Только когда она сказала: «На что он теперь?» — Зив начал… кажется, начал понимать. Будто сразу сбежались вместе все главные ее слова. Что есть пустой подвал. Кусок уцелевшей лестницы скрывает лаз. Полки выдержали людей. В окошко проникает свет…
Хотел переспросить. Но не успел, — она вдруг заторопилась:
— Побегу, пан доктор. Меня ждут.
Он смотрел, как она закрывает дверь, и повторял ее слова: «Побегу, пан доктор». «Побегу, пан доктор». «Побегу».
Но ведь она не только это сказала… Главное, что есть пустой подвал, о котором все забыли… Уцелевшие над лазом ступеньки скрывают вход в него… А окошко можно замаскировать. Например, куском рваной жести. На развалинах такой жести, наверное, полно. Надо только, чтобы эта жесть как бы валялась около окошка, тогда и заслонит его. Но пусть лежит не очень близко: немножко света все-таки нужно… «Не такой уж он тесный, этот подвал». А если бы и тесный…
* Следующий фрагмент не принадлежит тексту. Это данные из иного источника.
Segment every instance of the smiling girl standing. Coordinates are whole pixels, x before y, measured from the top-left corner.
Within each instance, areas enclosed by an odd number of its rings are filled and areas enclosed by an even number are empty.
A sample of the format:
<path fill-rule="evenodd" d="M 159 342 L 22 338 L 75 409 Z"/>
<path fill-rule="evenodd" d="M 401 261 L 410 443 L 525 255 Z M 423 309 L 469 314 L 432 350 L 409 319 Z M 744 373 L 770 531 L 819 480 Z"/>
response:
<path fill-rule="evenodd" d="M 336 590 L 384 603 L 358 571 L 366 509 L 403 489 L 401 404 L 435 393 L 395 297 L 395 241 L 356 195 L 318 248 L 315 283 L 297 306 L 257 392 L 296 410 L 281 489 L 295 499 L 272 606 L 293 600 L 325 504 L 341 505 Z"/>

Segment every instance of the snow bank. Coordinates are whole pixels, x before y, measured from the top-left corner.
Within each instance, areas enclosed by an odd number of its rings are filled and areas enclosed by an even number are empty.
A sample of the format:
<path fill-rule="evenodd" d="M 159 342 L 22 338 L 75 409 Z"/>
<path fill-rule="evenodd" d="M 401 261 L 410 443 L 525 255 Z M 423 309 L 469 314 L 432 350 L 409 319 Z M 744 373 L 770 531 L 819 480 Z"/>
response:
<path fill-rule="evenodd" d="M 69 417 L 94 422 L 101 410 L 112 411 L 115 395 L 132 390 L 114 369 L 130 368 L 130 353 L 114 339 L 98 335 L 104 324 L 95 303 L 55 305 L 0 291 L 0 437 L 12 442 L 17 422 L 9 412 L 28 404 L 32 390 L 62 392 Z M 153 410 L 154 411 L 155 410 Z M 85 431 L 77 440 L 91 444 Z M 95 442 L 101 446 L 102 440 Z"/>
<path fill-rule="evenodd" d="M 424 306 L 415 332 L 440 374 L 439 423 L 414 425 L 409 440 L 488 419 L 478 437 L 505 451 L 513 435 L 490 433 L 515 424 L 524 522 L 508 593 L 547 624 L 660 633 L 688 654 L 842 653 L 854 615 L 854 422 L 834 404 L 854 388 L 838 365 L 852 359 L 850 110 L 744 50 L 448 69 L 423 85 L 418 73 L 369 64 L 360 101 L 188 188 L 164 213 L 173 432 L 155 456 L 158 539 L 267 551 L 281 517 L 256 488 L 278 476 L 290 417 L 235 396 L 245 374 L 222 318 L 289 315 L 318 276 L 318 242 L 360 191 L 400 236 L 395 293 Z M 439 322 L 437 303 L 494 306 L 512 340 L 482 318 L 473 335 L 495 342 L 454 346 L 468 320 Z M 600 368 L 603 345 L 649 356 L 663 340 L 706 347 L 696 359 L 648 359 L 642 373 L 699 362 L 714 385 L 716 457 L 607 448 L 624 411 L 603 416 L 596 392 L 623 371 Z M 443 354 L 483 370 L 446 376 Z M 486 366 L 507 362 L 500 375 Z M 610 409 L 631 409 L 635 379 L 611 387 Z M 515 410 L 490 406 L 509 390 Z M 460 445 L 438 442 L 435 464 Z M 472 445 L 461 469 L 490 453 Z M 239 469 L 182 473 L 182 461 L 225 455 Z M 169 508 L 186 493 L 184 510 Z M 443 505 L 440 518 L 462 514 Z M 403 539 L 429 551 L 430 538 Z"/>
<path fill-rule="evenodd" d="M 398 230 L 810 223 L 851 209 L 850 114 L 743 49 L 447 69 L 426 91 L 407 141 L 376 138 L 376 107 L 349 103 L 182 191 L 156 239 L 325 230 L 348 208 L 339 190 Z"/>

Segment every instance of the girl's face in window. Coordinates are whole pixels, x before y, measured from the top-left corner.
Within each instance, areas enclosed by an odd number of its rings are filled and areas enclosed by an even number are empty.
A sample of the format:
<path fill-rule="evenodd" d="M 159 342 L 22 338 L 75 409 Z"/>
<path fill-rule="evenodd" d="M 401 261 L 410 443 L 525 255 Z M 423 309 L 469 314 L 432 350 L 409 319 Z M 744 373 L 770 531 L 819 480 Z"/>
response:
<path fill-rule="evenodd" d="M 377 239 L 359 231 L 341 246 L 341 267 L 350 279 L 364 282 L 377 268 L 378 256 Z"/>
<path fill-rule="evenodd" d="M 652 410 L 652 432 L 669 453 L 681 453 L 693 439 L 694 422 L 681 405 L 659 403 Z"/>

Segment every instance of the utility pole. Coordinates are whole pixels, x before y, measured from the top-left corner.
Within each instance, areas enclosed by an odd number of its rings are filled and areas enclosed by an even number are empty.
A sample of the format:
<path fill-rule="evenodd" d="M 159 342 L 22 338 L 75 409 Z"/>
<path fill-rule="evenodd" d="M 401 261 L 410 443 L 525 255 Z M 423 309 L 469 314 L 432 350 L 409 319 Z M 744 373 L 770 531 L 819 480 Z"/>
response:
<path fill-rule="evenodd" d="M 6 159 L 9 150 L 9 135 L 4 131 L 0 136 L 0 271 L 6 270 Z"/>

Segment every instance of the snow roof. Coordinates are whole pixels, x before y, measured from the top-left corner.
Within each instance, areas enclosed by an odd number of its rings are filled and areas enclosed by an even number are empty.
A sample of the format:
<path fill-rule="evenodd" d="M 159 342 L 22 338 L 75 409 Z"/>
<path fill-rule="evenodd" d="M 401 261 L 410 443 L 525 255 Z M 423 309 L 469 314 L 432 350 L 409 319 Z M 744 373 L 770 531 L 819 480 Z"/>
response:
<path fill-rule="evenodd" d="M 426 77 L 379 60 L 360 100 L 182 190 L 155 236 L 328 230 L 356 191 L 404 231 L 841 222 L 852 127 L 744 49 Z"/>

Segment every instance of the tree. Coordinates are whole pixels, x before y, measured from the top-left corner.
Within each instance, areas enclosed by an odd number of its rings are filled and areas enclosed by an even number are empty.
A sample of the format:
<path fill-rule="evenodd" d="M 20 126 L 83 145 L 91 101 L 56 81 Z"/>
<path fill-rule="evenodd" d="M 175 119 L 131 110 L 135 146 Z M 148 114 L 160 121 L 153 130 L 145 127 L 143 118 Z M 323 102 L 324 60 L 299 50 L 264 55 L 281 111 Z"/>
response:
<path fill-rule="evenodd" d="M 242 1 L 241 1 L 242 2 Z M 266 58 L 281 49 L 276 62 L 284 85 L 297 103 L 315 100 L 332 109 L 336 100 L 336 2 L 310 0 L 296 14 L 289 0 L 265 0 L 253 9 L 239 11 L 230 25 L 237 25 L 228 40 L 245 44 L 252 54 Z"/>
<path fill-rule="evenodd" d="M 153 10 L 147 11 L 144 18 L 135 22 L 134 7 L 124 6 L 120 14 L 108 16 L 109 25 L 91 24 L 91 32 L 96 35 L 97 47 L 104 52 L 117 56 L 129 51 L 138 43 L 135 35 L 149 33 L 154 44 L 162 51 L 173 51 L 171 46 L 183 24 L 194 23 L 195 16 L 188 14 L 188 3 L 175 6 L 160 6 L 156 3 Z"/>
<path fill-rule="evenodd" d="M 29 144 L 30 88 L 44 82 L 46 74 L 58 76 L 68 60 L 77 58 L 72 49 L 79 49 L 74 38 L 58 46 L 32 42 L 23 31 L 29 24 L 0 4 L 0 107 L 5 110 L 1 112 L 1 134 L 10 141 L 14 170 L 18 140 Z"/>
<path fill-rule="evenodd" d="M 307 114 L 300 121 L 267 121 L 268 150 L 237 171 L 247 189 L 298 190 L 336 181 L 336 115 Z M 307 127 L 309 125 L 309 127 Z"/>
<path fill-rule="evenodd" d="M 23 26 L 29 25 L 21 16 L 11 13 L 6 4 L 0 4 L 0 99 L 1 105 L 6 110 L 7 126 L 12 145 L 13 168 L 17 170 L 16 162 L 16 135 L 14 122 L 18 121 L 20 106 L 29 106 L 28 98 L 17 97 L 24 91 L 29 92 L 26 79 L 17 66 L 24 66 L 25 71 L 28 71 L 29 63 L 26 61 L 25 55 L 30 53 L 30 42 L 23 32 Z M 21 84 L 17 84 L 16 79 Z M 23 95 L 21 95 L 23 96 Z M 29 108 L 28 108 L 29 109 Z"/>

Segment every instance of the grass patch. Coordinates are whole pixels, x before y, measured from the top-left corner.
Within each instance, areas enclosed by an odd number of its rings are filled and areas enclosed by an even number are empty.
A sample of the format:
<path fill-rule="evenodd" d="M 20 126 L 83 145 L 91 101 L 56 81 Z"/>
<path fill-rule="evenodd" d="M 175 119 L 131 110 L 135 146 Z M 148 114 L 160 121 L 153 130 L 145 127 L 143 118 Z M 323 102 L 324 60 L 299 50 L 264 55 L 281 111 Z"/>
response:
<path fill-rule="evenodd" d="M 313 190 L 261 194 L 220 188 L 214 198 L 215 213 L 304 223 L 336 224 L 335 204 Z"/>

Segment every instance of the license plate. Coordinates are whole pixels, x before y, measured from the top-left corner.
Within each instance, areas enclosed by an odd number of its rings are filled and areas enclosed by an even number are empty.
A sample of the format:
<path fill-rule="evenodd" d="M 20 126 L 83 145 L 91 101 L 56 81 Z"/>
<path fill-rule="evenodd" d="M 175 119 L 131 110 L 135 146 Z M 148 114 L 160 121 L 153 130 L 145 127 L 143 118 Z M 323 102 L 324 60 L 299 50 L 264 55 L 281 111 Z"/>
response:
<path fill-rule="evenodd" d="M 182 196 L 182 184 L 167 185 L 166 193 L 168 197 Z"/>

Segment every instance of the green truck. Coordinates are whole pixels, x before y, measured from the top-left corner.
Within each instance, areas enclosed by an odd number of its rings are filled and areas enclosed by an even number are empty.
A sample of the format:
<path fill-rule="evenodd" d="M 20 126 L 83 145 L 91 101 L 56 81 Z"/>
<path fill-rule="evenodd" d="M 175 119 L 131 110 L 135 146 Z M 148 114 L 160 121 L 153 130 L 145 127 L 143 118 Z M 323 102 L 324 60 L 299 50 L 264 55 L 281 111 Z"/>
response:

И так весь день — никак не унять было волнения. Уж он и напоминал себе немецкую поговорку: это слишком хорошо, чтобы быть правдой, и уговаривал себя не строить воздушные замки. Но что поделаешь — строил. Мысли не так-то легко прогнать. Особенно, если еще и не слишком стараешься…
Вечером, когда их колонну вели обратно в гетто, он смотрел на каждый разрушенный дом, на каждую груду развалин, — может быть, именно под ними тот подвал? Но лучше, чтобы он был где-нибудь подальше, на окраине… А когда у ворот полицейский усердно его обыскивал, про себя улыбался: ищи, ищи, то, что сегодня при мне, — все равно не найдешь.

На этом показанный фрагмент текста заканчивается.